Bij het opnieuw vaststellen van het plan heeft de raad tegelijkertijd diverse beleidsregels waarnaar in de planregels wordt verwezen opnieuw en gewijzigd vastgesteld. De verbeelding van het gewijzigde plan voorziet onder meer in plandelen met de bestemmingen ‘Detailhandel – PDV+’ en ‘Gemengd – Transformatie’ met de aanduiding ‘bouwvlak’. De planregeling voor deze bestemmingen is neergelegd in artikel 4 en 5 van de planregels.
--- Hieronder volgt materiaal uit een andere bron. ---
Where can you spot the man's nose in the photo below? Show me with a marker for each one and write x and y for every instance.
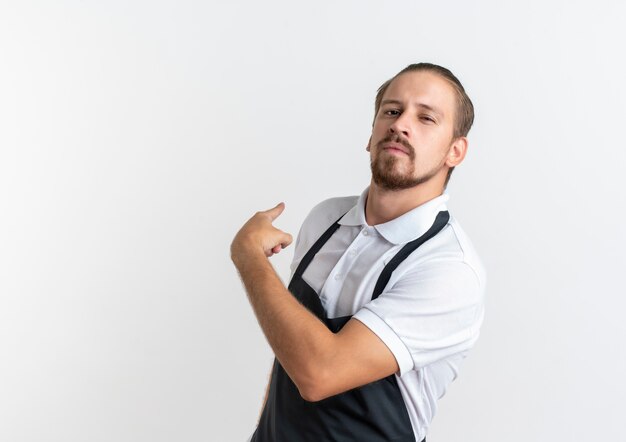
(400, 126)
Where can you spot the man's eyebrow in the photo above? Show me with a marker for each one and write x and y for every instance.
(424, 105)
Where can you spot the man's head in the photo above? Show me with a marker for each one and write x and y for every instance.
(422, 117)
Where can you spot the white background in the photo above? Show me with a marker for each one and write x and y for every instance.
(136, 137)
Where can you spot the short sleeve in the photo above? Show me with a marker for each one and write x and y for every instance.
(428, 314)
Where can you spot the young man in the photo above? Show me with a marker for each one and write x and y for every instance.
(386, 294)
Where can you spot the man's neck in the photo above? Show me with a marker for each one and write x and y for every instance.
(384, 205)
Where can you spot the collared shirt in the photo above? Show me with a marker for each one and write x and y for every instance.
(431, 310)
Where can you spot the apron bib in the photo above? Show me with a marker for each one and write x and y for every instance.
(374, 412)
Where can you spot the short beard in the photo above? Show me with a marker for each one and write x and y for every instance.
(383, 169)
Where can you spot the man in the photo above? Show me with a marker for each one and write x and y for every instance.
(386, 294)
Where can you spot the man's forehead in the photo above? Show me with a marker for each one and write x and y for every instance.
(421, 88)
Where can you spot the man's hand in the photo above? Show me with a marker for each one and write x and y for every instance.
(259, 235)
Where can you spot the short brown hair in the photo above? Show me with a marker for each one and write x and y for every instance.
(464, 117)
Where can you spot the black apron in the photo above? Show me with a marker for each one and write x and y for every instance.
(371, 413)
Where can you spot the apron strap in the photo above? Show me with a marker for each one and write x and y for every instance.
(316, 248)
(440, 221)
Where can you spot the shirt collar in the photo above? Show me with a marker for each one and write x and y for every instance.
(404, 228)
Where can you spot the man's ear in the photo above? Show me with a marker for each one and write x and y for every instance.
(457, 152)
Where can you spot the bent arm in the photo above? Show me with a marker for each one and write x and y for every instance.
(320, 362)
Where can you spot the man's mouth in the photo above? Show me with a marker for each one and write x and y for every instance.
(395, 148)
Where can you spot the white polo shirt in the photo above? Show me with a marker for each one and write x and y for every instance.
(429, 314)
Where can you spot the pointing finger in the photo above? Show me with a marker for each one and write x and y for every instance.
(275, 211)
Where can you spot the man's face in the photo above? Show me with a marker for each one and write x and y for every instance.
(413, 131)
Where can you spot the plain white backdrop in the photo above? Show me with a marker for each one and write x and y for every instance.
(136, 137)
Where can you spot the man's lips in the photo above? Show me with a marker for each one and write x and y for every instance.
(395, 147)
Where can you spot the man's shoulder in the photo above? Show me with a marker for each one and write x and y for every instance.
(324, 214)
(332, 208)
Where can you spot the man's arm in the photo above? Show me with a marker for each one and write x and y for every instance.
(319, 362)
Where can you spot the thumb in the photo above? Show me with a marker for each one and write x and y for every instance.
(275, 211)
Daarin is bepaald dat wordt gebouwd binnen de op de verbeelding aangegeven bouwvlakken, dat niet wordt gebouwd ter plaatse van de aanduiding onbebouwd en dat wordt voorzien in maximaal 28.500 m² wvo aan detailhandel. Verder zijn in de planregels voor wat betreft de bebouwingsmogelijkheden op de gronden met die bestemmingen open normen als passende maatvoeringsnormen, voldoende stedenbouwkundige kwaliteit en evenwichtige verdeling van de beschikbare winkelvloeroppervlakte opgenomen. Deze open normen zijn vervolgens uitgewerkt in de ‘Beleidsregel stedenbouwkundig kader Retailpark Belvédère, 1e herziening 2021’. Het betreft hier een zogeheten dynamische beleidsregel, die door de raad kan worden gewijzigd. In paragraaf 2.1 van deze beleidsregel zijn de regels per zogenoemd cluster beschreven. In het kader van de maatvoeringsnormen zijn daarin onder meer de toegestane bouw- en goothoogte en het bebouwingspercentage aangegeven. Verder zijn daarin regels geformuleerd voor de ruimtelijke inpassing van de ontwikkeling, waarbij is ingegaan op de oriëntatie van gebouwen, rooilijnen en ontsluiting. Ook is in die beleidsregel per cluster de verdeling van het maximaal beschikbare winkelvloeroppervlak aan detailhandel aangegeven. Tot slot bevat paragraaf 2.2 van de beleidsregel ook regels voor de beoordeling van redelijke eisen van welstand.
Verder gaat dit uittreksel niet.